In the letter, the senators cite Facebook ban of cryptocurrency-related advertisements on its platform in January 2018. At the time, Facebook said that many companies advertising binary options, initial coin offerings (ICOs) and cryptocurrencies were not operating “in good faith”, and claimed the ban would keep scammers from profiting from a presence on the platform.

“This ban makes it clear that you understand the risks posed by this type of content to users,” the senators wrote, adding that a higher level of control is needed around cryptocurrency.

Meta recently began integrating NFTs into its platforms, allowing Instagram and Facebook users to view artwork and collectibles from the Ethereum, Polygon, and Flow networks. NFTs are cryptographic tokens that can prove ownership of a single item, including items such as profile pictures and digital artwork.
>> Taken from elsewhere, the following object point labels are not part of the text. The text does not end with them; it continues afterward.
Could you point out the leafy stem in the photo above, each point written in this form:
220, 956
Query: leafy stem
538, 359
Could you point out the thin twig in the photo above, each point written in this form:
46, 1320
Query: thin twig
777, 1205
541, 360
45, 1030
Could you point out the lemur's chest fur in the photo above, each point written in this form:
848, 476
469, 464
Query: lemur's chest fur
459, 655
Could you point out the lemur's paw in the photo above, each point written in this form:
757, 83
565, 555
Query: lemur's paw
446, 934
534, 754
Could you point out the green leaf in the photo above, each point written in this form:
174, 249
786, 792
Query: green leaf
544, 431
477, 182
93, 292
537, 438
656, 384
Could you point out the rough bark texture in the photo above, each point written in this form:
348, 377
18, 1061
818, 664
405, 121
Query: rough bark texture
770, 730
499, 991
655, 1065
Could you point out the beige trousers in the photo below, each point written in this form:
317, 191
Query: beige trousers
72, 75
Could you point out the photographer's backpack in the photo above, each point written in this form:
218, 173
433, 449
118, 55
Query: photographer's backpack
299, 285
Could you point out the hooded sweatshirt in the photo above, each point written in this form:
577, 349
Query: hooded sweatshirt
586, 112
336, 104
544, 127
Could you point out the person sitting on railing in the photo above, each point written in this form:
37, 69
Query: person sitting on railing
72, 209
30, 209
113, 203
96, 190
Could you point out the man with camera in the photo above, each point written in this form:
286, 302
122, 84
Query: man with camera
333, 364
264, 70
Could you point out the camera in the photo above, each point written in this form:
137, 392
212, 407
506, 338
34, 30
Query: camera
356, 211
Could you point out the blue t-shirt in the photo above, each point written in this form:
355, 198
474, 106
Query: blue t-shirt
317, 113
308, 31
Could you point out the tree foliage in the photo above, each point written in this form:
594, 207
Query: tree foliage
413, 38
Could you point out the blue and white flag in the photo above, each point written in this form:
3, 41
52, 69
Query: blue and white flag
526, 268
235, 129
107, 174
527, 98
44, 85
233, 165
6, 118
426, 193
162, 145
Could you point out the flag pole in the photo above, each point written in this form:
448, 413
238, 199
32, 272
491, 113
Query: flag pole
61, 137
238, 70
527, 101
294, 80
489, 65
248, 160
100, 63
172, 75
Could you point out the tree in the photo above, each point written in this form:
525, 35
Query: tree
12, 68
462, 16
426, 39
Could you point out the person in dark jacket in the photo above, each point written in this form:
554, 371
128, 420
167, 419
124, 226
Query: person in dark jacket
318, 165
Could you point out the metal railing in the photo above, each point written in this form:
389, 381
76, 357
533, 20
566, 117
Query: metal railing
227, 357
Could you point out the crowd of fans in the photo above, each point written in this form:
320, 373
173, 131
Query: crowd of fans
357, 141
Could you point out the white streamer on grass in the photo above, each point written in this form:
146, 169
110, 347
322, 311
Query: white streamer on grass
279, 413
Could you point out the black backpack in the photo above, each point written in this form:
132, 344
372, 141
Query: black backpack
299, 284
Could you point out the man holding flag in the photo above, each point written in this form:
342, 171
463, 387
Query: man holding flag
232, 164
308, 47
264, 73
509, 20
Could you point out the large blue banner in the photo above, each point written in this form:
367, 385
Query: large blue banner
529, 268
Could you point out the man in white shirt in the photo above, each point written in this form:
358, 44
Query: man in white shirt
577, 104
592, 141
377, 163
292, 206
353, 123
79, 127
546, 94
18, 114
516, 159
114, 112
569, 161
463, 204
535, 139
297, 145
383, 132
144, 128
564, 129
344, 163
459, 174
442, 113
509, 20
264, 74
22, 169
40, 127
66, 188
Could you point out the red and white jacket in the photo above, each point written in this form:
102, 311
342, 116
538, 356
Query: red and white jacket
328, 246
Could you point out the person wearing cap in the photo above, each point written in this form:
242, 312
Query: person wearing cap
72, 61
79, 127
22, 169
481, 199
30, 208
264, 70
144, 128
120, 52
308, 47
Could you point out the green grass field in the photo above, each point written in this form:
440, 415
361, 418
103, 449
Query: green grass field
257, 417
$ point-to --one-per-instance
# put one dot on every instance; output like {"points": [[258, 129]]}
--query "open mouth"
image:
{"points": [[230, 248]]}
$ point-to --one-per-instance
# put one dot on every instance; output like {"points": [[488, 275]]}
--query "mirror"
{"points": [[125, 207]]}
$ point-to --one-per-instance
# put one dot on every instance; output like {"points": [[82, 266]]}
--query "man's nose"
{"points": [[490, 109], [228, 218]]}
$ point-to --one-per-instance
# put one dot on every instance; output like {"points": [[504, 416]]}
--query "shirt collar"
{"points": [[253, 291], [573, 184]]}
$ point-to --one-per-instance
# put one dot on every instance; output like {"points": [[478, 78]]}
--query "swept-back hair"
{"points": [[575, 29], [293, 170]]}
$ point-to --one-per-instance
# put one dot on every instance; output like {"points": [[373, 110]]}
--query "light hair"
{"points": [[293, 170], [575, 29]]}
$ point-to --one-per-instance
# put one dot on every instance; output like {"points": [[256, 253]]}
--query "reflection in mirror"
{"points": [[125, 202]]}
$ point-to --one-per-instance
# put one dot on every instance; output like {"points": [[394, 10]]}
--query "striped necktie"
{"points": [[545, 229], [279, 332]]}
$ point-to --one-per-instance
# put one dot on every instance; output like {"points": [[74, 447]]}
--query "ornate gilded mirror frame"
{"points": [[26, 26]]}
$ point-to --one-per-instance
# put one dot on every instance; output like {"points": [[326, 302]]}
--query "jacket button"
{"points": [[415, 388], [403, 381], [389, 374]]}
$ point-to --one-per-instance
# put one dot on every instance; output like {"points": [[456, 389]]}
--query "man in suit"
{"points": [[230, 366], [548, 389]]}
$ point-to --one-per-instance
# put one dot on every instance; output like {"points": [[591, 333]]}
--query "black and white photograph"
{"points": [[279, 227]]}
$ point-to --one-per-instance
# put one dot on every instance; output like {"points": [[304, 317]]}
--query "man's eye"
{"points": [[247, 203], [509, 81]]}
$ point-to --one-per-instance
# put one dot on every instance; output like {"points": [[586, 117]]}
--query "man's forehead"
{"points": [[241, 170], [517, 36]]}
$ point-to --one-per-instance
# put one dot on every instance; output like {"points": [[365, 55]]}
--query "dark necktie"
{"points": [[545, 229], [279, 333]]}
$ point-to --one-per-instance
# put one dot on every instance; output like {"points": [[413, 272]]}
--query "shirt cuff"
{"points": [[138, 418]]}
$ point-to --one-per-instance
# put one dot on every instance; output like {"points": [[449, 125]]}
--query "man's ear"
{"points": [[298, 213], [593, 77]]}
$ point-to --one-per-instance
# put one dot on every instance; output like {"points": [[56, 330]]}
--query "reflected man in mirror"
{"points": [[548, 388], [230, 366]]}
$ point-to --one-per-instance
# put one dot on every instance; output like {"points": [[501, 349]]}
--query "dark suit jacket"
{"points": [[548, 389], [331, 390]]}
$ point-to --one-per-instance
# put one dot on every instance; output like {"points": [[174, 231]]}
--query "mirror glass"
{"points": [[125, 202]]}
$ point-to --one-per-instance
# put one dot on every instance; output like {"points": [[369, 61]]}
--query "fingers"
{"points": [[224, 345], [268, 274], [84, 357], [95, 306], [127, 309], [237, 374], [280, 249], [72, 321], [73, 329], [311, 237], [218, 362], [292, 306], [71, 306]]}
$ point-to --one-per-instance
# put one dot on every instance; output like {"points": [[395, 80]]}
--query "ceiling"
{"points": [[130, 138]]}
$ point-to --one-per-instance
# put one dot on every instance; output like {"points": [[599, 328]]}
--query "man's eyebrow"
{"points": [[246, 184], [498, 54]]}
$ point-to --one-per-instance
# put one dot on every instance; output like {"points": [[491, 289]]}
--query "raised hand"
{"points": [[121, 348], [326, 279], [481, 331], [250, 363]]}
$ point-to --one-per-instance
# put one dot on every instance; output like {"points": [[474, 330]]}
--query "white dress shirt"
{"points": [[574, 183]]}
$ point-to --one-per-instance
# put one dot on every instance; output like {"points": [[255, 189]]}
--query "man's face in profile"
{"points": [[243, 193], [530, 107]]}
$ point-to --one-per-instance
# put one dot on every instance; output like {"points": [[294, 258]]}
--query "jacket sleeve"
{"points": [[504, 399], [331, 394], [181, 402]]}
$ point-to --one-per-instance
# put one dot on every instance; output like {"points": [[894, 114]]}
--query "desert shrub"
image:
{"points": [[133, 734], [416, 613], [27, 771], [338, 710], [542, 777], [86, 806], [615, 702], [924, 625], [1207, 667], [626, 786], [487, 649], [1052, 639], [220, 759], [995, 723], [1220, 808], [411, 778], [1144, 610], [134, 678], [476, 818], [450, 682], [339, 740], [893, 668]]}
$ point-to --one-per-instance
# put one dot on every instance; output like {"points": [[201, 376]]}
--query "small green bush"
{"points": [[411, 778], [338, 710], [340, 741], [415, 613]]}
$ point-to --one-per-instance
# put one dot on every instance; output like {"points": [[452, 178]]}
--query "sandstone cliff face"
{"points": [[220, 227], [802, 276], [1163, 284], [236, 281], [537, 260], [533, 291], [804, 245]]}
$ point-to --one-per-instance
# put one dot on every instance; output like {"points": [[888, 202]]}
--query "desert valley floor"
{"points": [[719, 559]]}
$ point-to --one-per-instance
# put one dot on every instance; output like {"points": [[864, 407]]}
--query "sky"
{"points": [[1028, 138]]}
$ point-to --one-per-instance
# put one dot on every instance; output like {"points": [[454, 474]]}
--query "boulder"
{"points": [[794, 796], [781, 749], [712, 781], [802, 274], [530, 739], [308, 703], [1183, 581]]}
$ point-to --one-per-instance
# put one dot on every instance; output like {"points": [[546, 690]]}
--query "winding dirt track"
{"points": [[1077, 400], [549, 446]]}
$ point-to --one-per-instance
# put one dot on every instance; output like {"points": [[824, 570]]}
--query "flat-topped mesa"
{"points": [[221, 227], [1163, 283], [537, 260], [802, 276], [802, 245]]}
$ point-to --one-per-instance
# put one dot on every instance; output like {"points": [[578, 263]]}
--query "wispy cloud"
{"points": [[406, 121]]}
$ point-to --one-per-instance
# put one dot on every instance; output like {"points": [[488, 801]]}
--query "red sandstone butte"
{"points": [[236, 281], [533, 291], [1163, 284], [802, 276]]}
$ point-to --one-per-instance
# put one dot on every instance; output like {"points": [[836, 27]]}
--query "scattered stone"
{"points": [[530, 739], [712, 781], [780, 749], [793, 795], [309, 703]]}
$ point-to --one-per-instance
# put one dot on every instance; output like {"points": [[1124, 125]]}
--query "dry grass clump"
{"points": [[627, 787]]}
It is still unclear to what extent blockchain networks and cryptocurrency will play a role in Meta’s large-scale ambitions for the metaverse, i.e. a future internet experienced with 3D avatars, although Zuckerberg said he was open to using interoperable assets.

Some in the crypto space fear a centralized giant like Meta taking hold, with co-founder Yat Siu of Web3 investment firm and game publisher Animoca Brands calling the company a “threat” to an open metaverse.